UK - we're only permitted to go out if it's essential[0], such as buying food or collecting medicine. You're also permitted to travel to work, only if you have a job you can't do from home, and you work at one of the designated "essential" businesses/organisations. You're also allowed out for excercise.
The police here have in some cases been acting with ludicrous heavy-handedness, such as posting drone footage of 1-2 people walking over an empty moor, claiming they shouldn't because it's "NOT ESSENTIAL!". The actual laws actually seem quite reasonable, and leave room for common sense - hopefully the police will stop this nonsense, or their behaviour may cause people to lose respect and start flaunting the rules.

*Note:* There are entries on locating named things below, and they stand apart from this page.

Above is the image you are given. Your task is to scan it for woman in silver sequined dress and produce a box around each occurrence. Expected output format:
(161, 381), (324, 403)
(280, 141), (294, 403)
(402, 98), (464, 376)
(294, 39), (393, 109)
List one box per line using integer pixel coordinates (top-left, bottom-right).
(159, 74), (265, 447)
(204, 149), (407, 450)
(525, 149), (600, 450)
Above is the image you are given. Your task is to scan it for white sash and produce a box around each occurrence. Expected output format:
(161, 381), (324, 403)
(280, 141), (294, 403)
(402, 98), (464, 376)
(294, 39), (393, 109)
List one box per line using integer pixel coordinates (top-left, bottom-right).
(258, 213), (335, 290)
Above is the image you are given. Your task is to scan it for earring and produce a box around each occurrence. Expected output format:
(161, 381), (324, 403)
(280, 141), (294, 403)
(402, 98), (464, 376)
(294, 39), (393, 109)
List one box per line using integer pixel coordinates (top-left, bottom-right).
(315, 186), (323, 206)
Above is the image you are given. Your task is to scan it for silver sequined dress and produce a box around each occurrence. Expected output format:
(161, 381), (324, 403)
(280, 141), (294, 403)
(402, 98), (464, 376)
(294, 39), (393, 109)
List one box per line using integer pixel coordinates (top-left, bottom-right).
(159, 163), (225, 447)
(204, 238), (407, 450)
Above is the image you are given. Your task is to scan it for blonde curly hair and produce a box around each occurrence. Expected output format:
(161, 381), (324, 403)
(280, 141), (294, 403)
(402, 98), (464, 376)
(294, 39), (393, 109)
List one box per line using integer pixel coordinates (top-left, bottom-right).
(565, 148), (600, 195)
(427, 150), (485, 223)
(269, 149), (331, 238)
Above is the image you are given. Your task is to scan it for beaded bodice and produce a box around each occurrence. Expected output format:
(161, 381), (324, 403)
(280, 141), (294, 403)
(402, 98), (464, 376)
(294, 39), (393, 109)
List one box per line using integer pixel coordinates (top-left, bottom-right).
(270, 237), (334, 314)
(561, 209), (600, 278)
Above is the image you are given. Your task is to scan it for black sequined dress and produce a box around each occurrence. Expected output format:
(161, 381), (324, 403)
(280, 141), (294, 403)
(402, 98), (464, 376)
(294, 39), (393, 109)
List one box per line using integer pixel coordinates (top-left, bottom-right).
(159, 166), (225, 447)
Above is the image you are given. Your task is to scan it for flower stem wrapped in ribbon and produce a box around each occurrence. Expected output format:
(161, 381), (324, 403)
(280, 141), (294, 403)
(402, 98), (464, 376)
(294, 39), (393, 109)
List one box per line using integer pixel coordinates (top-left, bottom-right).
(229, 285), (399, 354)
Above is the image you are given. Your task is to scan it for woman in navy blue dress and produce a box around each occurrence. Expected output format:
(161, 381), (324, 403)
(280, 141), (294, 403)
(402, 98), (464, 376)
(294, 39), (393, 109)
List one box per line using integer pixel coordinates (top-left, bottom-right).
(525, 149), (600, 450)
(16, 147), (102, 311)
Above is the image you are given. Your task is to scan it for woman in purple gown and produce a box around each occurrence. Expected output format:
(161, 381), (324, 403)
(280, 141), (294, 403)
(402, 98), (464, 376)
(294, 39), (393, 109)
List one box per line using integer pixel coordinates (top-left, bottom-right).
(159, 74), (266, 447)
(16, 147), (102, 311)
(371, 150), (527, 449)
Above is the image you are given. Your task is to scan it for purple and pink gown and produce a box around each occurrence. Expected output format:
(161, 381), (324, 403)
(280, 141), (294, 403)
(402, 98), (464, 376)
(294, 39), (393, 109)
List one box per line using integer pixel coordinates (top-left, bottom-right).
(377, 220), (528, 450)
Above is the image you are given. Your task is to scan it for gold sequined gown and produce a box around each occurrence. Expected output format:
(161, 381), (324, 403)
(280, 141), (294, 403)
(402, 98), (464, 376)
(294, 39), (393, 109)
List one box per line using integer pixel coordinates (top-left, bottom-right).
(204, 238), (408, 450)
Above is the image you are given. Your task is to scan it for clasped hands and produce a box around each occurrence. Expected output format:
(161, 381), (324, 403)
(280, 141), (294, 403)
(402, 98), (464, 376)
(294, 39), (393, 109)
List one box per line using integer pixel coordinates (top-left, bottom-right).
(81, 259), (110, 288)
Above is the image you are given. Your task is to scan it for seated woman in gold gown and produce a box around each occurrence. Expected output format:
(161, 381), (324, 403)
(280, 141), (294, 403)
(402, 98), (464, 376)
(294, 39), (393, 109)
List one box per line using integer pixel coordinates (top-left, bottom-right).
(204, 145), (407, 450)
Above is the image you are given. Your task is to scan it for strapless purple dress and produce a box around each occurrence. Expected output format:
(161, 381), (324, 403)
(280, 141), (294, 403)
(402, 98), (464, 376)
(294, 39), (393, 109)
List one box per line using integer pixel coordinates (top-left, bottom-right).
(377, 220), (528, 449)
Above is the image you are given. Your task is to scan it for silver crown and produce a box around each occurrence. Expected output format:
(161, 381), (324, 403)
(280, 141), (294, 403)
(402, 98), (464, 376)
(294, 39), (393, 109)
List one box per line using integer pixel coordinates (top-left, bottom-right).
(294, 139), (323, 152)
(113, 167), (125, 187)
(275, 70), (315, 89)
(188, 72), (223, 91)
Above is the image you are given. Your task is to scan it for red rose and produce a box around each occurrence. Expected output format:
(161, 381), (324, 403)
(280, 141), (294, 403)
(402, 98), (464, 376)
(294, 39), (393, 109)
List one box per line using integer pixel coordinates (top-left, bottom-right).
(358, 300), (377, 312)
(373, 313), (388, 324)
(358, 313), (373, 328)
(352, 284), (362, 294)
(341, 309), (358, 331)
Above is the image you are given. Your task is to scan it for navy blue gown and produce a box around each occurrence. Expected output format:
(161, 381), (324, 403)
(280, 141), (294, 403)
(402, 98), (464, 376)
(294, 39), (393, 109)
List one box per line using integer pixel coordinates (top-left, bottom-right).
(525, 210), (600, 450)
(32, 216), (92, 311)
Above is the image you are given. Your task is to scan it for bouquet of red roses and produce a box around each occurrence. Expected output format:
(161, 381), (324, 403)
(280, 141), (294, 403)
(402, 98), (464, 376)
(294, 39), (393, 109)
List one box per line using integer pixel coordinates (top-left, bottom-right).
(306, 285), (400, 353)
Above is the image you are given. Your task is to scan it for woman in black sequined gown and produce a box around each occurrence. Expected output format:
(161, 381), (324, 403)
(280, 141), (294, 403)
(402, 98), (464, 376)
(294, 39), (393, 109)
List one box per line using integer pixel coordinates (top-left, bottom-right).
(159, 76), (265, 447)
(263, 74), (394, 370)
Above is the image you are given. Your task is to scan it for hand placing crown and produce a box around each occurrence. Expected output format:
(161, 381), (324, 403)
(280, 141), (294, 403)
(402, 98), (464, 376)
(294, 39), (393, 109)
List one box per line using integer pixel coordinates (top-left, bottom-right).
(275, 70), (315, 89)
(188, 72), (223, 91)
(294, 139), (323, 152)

I believe it's the same situation across most/all of Europe now.
Where are you seeing that? Every projection of which I'm aware has been in the range of 12-18 months. It's reasonable to hope for faster, but not to plan on that basis.
I'm just a layman, but my understanding of vaccine development is that the timeline has little to do with how long it takes to actually research, make or distribute the thing (although that's certainly part of it).
The reason you need to wait so long is to prove its efficacy. By definition, you make a vaccine to give to everyone who is healthy and does not have the virus. So the absolute worst possible outcome would be to inject 95% of the population with a vaccine and discover in 6 months that it causes some horrible side effect.
Well the other option is that everyone already catches it by then, and we move in without the immediate need for a vaccine, depending on length of natural immunity. Which I think is becoming the more likely outcome, given the increase in non symptomatic carriers.
The catch will be if we attribute a drop off in hospital admits as successful containment or as the result of natural immunization/ herd immunity.